A Process for Performance Evaluation and Change Management of Machine Learning Models in Healthcare applications
ML Evaluation; MLOps; Continuous Monitoring; Continual Learning; Feedback loop
Fostered by hardware and software advances, Machine Learning (ML) started to ramp up exponentially in the last few decades, and has become instrumental for advancing the work in the most varied areas of knowledge. Though generally restricted to controlledspace experiments, over previously obtained and curated data samples, results have been outstanding, which gave rise to such levels of popularity for ML applications that it’s hard to find an area of human knowledge left untouched by Machine Learning. In such context, establishing minimum performance guarantees over unknown, real-world data, becomes paramount, especially in Healthcare applications, where errors can lead to life-threatening situations. There’s an ML discipline, called Machine Learning Operations (or MLOps, for short), which concerns itself with ML Models’ lifecycle management, from conception to deployment in production (real-world) environments, including monitoring its real-world behavior.
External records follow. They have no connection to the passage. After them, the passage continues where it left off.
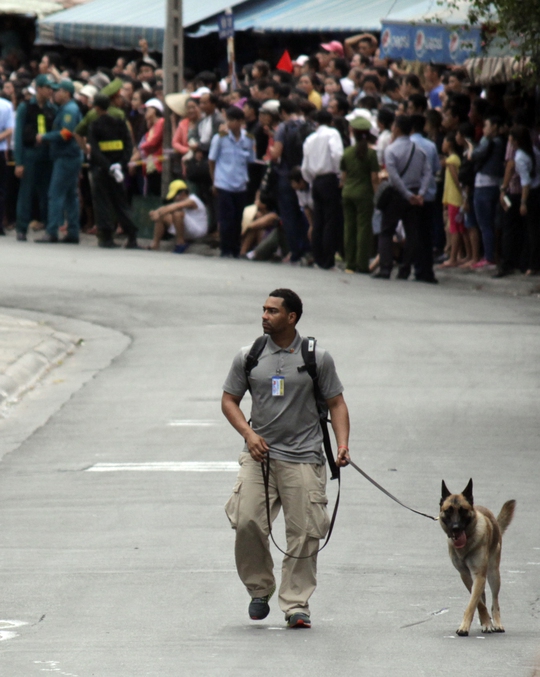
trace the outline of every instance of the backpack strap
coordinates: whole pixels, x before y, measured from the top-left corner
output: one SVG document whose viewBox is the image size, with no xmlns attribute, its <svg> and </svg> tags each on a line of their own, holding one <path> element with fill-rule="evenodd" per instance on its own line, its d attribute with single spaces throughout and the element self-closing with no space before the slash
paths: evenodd
<svg viewBox="0 0 540 677">
<path fill-rule="evenodd" d="M 264 350 L 267 341 L 268 341 L 268 336 L 266 334 L 259 336 L 259 338 L 255 339 L 255 341 L 253 341 L 253 345 L 251 346 L 251 350 L 246 355 L 246 361 L 244 363 L 244 370 L 246 372 L 246 378 L 247 378 L 247 382 L 248 382 L 249 392 L 251 392 L 251 385 L 249 383 L 249 375 L 251 374 L 252 370 L 255 369 L 255 367 L 259 364 L 259 357 L 261 356 L 261 353 Z"/>
<path fill-rule="evenodd" d="M 326 406 L 326 400 L 322 396 L 321 388 L 319 386 L 317 359 L 315 355 L 316 346 L 317 340 L 313 338 L 313 336 L 302 339 L 302 358 L 304 360 L 304 366 L 298 367 L 298 371 L 307 371 L 313 381 L 313 394 L 315 395 L 315 403 L 317 405 L 319 422 L 321 424 L 324 452 L 328 460 L 331 479 L 335 480 L 339 478 L 339 468 L 337 467 L 334 455 L 332 454 L 332 443 L 330 441 L 330 433 L 328 432 L 328 407 Z"/>
</svg>

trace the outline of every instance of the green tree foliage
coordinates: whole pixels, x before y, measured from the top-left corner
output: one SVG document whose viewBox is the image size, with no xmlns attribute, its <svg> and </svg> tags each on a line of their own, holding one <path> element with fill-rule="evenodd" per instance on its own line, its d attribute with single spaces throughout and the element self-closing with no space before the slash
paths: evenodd
<svg viewBox="0 0 540 677">
<path fill-rule="evenodd" d="M 451 0 L 454 7 L 459 0 Z M 510 44 L 517 58 L 530 57 L 535 79 L 540 74 L 540 0 L 470 0 L 468 20 L 482 26 L 486 43 Z"/>
</svg>

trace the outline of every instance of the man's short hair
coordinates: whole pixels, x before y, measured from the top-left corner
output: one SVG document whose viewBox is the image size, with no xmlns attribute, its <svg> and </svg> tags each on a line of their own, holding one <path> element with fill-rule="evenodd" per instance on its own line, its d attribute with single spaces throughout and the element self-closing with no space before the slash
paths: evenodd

Once deployed, models are subject to performance decay issues, such as drift, which has motivated recent studies on continual learning and Continuous Monitoring of ML models. The present work focuses on identifying state-of-the-art techniques for evaluating model fitness in real-world usage scenarios, and on how to establish a feedback-loop to include continuous monitoring and change management in the models’ lifecycle. Finally, the present work aims to apply evaluation techniques in a case study of ML models applied to Healthcare, and establish a process for evaluating models. The target models were developed as part of the Remote Assistance Platform (PAR), and is currently in effective use in an oncologic ICU.